In the summer of 1859 FitzRoy persuaded the British Association to pass a resolution calling on the government to fund a storm-warning system. Before any system could be put in place, however, the steam clipper Royal Charter sank off the island of Anglesey with the loss of more than 450 lives. Galvanized by the disaster, in June 1860 the Board of Trade approved FitzRoy’s plan for a storm-warning service. His plan included 13 coastal telegraph stations supplied with meteorological equipment that would transmit readings of temperature, pressure, wind direction and information about the state of the weather to London at nine o’clock each morning. A map would then be produced, and if a storm was noticed, a warning message would be sent back down the line. To transmit the message to ships, a series of cones was hoisted aloft at major ports. In 1861 this service was expanded to newspapers, which began printing interpretations or predictions of weather for the next two days.
In many ways, FitzRoy’s system was far ahead of its time and, then as now, the forecasts service was not without its detractors. Sadly (and frustratingly), there is apparently no record of the methods FitzRoy used to produce his controversial storm warnings. In any case, after his suicide in 1865, the service was stopped, and although the Board of Trade re-introduced a storm intelligence service several years later, that still left a gap to be filled in the future.
Moore’s book concentrates mainly on the 19th century, so it does not cover the development of the equations we now use to understand the weather and to make predictions based on numerical models. Instead, it focuses more on the history of observational meteorology, discussing James Glaisher’s dramatic balloon ascents of 1862–1866 and John Constable’s paintings of skies as well as FitzRoy’s efforts. It also covers certain personal aspects of the debate over various theories for the cause of storms, and whether air was rotating around storms (as suggested by William Redfield) or inwards and rising upwards (as suggested by James Espy). These competing theories were reconciled in 1856, after the deaths of both men, when a third meteorologist, William Ferrel, recognized the role played by the Earth’s rotation and the Coriolis force in moving air around the atmosphere.
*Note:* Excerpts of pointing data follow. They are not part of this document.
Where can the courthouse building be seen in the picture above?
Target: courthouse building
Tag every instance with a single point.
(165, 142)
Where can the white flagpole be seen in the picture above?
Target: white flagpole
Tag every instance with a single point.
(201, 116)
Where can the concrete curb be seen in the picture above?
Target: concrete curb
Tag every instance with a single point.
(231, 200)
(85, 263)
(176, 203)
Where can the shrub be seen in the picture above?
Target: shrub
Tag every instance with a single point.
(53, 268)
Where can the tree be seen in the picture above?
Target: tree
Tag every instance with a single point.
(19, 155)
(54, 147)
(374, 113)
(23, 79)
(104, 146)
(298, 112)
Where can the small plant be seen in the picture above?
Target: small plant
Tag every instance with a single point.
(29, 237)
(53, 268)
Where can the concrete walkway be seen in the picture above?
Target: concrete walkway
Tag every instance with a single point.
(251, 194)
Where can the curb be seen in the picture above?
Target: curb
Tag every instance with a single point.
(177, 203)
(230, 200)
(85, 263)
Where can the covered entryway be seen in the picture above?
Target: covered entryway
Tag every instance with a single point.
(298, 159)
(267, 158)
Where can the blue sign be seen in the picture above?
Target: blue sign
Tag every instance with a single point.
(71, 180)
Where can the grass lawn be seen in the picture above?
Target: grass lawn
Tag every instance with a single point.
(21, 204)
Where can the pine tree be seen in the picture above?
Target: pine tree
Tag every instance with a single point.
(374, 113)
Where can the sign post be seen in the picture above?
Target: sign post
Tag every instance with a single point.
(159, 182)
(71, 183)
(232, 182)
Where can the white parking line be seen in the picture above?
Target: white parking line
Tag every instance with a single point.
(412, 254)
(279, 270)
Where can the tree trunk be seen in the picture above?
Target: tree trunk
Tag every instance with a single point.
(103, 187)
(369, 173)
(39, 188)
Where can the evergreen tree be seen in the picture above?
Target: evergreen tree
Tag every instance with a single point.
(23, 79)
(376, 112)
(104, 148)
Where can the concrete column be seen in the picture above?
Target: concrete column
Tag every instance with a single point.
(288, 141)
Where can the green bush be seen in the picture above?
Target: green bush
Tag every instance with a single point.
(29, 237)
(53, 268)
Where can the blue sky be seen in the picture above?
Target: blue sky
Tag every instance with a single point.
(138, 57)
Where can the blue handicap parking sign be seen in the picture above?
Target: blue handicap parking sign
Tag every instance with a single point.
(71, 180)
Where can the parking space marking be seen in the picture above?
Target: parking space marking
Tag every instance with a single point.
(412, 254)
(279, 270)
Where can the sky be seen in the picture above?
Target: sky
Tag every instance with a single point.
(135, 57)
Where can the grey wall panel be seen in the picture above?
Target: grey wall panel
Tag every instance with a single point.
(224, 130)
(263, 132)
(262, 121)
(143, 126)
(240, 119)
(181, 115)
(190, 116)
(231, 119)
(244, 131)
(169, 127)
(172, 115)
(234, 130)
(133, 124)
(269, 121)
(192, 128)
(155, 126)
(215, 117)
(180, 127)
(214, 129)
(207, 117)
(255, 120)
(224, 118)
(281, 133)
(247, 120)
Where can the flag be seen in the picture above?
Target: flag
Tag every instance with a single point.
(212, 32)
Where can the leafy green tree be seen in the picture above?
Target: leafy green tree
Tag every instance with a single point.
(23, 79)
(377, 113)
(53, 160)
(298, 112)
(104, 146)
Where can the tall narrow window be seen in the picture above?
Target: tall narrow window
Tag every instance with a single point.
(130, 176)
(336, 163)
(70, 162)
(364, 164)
After more than 30 years working for the Meteorological Office and with the international numerical weather prediction community, I found it interesting to see how the thoughts and actions of the 19th-century pioneers influenced the practice of modern weather forecasting and measurement. A good example is the practice of producing synoptic analyses and global forecasts at 0000UTC and 1200UTC. Nowadays, with weather satellites, ground-based remote sensing and automatic weather stations there is no need to be tied to these synoptic times, but the practice continues. As we celebrate 50 years of numerical weather prediction it is stimulating to read about the lives of the pioneers of meteorology and weather forecasting and to see how far we have progressed since then.